Frequent reporting on significant market movements on business TV makes it challenging to resist the temptation.
Enter Overconfidence
When individuals on TV exhibit an air of omniscience about stocks, keep in mind that they are promoting themselves. They cannot afford to admit ignorance.
However, acknowledging “I don't know” is pivotal in investing.
If you start believing that you have the answers to everything, you are likely to make risky decisions. If you convince yourself that you are an authority on every single company, that overconfidence can lead you down a perilous path.
You're aware that presenters excel at giving confident responses even when asked questions such as “What lies ahead for the economy and the stock market?”

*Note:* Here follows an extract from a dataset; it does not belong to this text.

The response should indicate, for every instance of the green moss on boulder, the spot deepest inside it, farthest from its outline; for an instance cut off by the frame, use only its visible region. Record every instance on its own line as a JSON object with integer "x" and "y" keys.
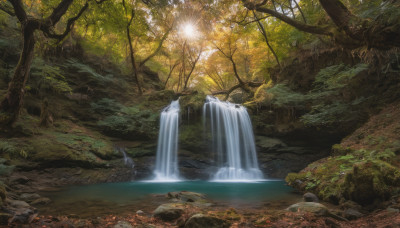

It may sound impressive, but the reality is they are no more informed than you are. Extensive research has revealed that the so-called “experts” fare even worse.
Misguided Approach to Investing
However, this is a completely erroneous perspective to adopt when it comes to investing!
The most successful fund managers go to great lengths to purge these intuitions from their decision-making process.
Why?
Because you cannot base your investments on instincts; you are required to have and adhere to a robust investment strategy.
Simply adhering to a robust investment strategy is what enables coveted fund managers to weather market fluctuations and deliver consistent results over time.
The lesson here is to be wary of the noise and sensationalism and be guided by sound principles to make informed investment decisions. Remember, in the world of investing, it's strategic savvy that triumphs.
The game plan, much like the one we adhere to in the email bulletin, is the sole approach that delivers results in both flourishing and challenging markets!